Yesterday in Miami came the result that had them whooping in the aisles — the people's darling Zenyatta was finally and justly granted the coveted Horse Of The Year title at the third time of asking.
The count was nearly as close, though, as her agonising yet glorious head defeat by Blame in the Breeders' Cup Classic in November, a few inches that brought her four-season winning streak to an end at 19 victories.
The mighty mare polled 128 votes to Blame's 102 to give owner Jerry Moss and trainer John Shirreffs a degree of consolation for her near-miss in achieving statistical perfection.
There is no European equivalent of the Eclipse Awards, which are given after a poll of the nation's professionals and pundits, and are more highly craved than any other.
California girl Zenyatta, at her best on synthetic surfaces, lost out last year to another female, the East Coast's Rachel Alexandra, and in 2008, with her unbeaten run then at a mere nine, she was runner-up to the colt Curlin.

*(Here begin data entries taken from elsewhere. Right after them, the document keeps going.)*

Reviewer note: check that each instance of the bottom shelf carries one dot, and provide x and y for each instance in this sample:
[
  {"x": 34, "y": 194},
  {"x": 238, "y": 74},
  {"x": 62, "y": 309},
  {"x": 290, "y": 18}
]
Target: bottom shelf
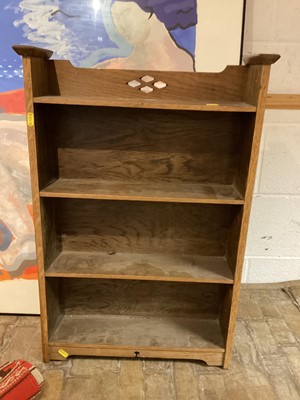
[
  {"x": 139, "y": 331},
  {"x": 125, "y": 318}
]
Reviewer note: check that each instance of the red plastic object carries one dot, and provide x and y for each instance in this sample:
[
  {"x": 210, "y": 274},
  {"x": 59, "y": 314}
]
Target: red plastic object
[{"x": 19, "y": 380}]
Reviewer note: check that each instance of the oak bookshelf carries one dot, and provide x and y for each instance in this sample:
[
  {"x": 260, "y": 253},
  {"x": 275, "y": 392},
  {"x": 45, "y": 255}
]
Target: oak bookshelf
[{"x": 142, "y": 184}]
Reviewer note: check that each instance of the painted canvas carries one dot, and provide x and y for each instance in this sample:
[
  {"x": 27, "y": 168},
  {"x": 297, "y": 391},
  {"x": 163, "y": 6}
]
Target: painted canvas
[{"x": 178, "y": 35}]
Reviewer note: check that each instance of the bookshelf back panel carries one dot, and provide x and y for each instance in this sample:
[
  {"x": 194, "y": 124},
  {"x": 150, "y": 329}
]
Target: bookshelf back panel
[
  {"x": 142, "y": 227},
  {"x": 118, "y": 297},
  {"x": 127, "y": 145},
  {"x": 66, "y": 80}
]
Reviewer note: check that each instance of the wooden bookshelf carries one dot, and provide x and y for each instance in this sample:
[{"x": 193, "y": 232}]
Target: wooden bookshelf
[{"x": 141, "y": 205}]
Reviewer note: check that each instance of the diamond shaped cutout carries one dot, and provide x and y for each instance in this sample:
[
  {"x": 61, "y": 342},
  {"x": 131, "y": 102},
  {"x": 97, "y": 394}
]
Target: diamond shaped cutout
[
  {"x": 147, "y": 78},
  {"x": 134, "y": 83},
  {"x": 146, "y": 89},
  {"x": 160, "y": 85}
]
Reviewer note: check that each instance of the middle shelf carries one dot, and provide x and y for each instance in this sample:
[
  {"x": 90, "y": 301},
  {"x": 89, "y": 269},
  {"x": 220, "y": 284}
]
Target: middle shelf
[
  {"x": 156, "y": 267},
  {"x": 148, "y": 191},
  {"x": 141, "y": 240}
]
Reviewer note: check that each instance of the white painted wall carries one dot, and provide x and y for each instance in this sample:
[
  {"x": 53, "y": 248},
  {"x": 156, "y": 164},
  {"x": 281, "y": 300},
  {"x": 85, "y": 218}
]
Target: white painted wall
[
  {"x": 273, "y": 246},
  {"x": 219, "y": 31}
]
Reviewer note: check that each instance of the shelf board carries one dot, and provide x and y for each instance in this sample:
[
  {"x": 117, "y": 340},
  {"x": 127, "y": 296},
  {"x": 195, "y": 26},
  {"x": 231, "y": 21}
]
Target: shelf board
[
  {"x": 159, "y": 192},
  {"x": 159, "y": 103},
  {"x": 167, "y": 332},
  {"x": 155, "y": 267}
]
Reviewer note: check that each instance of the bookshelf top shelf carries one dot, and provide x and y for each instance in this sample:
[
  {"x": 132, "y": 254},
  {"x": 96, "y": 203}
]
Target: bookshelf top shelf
[{"x": 142, "y": 102}]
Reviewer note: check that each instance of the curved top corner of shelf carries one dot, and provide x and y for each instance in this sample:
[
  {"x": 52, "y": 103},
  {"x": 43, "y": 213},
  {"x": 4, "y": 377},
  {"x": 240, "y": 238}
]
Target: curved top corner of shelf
[
  {"x": 261, "y": 59},
  {"x": 31, "y": 51}
]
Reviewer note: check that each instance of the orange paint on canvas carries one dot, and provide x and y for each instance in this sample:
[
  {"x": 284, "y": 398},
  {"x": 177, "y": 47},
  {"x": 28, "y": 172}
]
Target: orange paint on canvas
[
  {"x": 30, "y": 272},
  {"x": 13, "y": 102}
]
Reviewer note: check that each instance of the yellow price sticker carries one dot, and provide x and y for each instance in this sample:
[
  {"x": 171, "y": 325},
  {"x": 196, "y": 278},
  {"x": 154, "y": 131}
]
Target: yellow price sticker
[
  {"x": 30, "y": 119},
  {"x": 63, "y": 353}
]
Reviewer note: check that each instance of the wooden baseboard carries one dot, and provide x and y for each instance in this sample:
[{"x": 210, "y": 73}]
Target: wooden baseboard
[{"x": 283, "y": 101}]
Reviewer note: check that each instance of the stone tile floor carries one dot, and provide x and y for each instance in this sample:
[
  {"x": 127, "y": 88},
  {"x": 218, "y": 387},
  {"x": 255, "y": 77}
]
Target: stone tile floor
[{"x": 265, "y": 363}]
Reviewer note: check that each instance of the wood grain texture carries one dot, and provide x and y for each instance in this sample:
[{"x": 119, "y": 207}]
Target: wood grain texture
[
  {"x": 210, "y": 356},
  {"x": 67, "y": 80},
  {"x": 29, "y": 69},
  {"x": 162, "y": 104},
  {"x": 241, "y": 243},
  {"x": 145, "y": 145},
  {"x": 139, "y": 298},
  {"x": 141, "y": 266},
  {"x": 159, "y": 192},
  {"x": 283, "y": 101},
  {"x": 31, "y": 51},
  {"x": 147, "y": 148},
  {"x": 143, "y": 227},
  {"x": 139, "y": 331},
  {"x": 261, "y": 59}
]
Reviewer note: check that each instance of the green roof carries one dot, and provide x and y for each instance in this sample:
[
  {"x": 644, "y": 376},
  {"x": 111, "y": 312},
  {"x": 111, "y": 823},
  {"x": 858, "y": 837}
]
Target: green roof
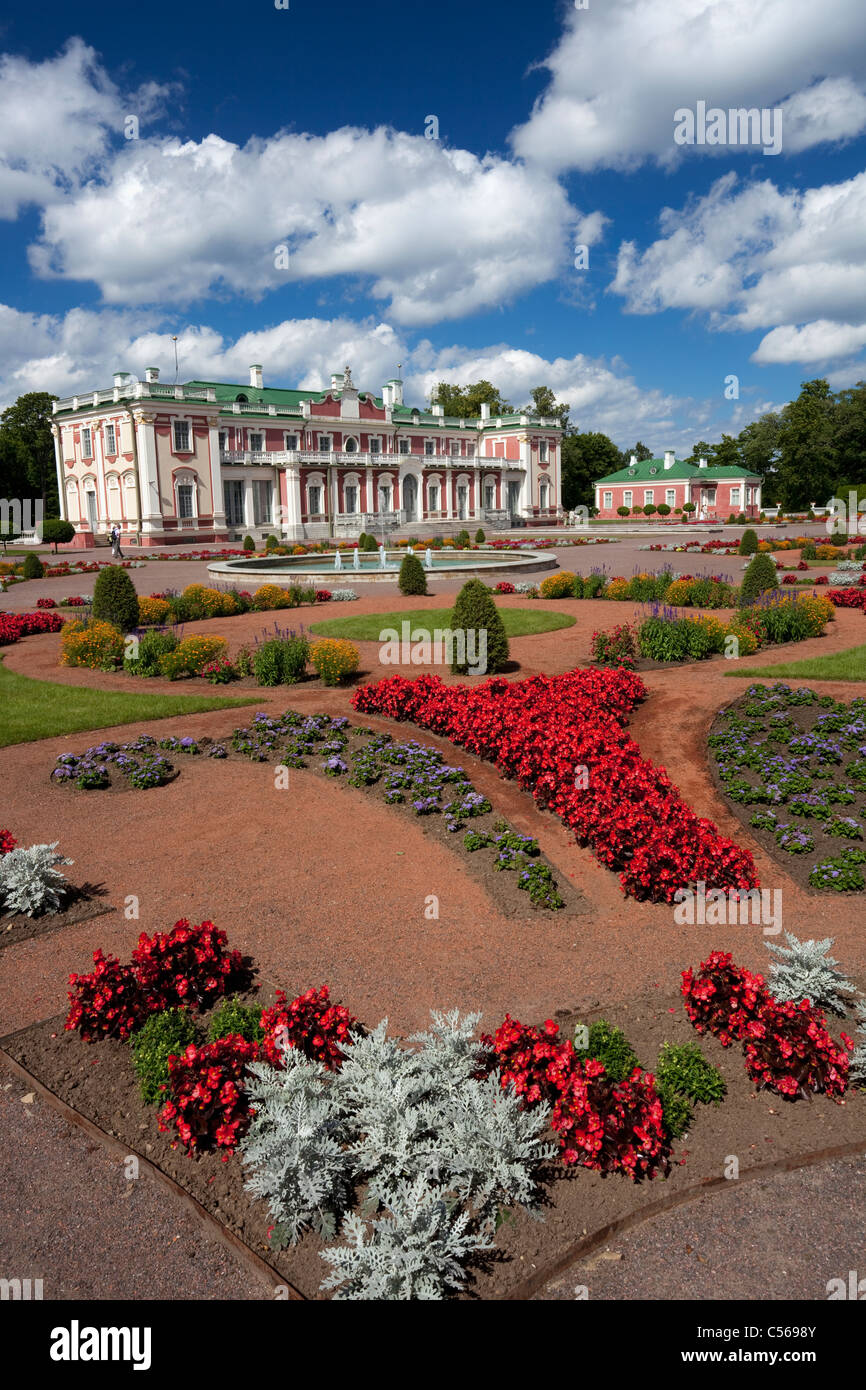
[{"x": 654, "y": 470}]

Moss is no stranger to red carpets and spotlights — he is co-founder of A&M Records and named his superstar after an album by Sting, his business associate and friend.
And he sent a timely message, based on bitter experience, to the marketeers who would see the sport solely as the province of big-spending punters.

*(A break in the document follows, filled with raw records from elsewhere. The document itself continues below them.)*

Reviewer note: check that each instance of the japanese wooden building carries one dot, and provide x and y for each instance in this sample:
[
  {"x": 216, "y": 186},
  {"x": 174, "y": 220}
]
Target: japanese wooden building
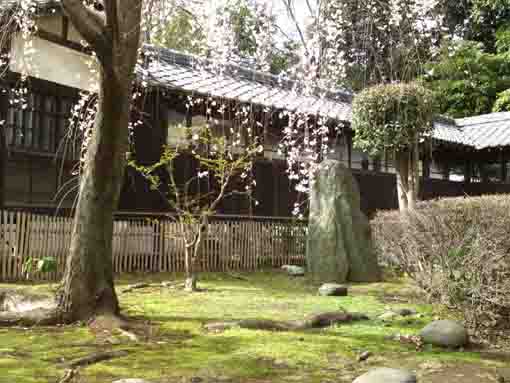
[{"x": 468, "y": 156}]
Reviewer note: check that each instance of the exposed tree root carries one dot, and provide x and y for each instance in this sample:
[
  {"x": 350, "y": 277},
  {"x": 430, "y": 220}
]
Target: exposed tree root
[
  {"x": 96, "y": 358},
  {"x": 68, "y": 376},
  {"x": 315, "y": 321},
  {"x": 138, "y": 286}
]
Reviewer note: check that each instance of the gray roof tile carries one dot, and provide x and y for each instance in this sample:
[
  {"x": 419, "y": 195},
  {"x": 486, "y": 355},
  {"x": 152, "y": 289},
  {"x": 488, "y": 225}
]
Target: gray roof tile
[
  {"x": 178, "y": 70},
  {"x": 480, "y": 132}
]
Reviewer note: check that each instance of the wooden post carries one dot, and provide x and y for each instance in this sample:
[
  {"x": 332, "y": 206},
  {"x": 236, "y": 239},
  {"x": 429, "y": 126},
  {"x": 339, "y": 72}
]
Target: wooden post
[
  {"x": 426, "y": 167},
  {"x": 503, "y": 166},
  {"x": 446, "y": 170}
]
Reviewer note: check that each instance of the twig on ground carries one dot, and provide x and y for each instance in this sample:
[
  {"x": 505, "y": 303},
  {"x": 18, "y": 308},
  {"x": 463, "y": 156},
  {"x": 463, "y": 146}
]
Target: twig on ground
[
  {"x": 68, "y": 376},
  {"x": 95, "y": 358}
]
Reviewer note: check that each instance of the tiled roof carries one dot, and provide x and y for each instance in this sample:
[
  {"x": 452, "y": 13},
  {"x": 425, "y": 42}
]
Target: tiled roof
[
  {"x": 480, "y": 132},
  {"x": 177, "y": 70},
  {"x": 42, "y": 5}
]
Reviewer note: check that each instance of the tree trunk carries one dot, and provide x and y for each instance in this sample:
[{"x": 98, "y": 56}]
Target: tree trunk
[
  {"x": 402, "y": 168},
  {"x": 88, "y": 287},
  {"x": 190, "y": 283},
  {"x": 3, "y": 161}
]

“You have to take care of the real fans,” he said. “I came from an industry that sued them when they started stealing music through Napster.
“There is sentiment in this horse business and you have to play to it — it's true in show business and it's true in horse racing,” he said.
“If you have a horse who gets people in the heart, then they want to come see them again and get to know about them. And then you have the Beatles again,” he added.
Zenyatta, now retired, is at Lane's End Farm in Kentucky awaiting a date with star stallion AP Indy.
Neither will Blame, whose connections had the satisfaction of a unanimous vote in the older male category, nor Lookin At Lucky, the first colt since Spectacular Bid 32 years ago to complete the juvenile and three-year-old Eclipse double, be seen again.
They will soon start their own breeding duties at Claiborne and Ashford respectively.
Happily, another Eclipse heroine is likely to continue to build her own legend.
French-trained Goldikova, uniquely a triple Breeders' Cup winner, polled only five votes in the three-cornered fight for the top award, but deservedly retained her female turf title by a country mile.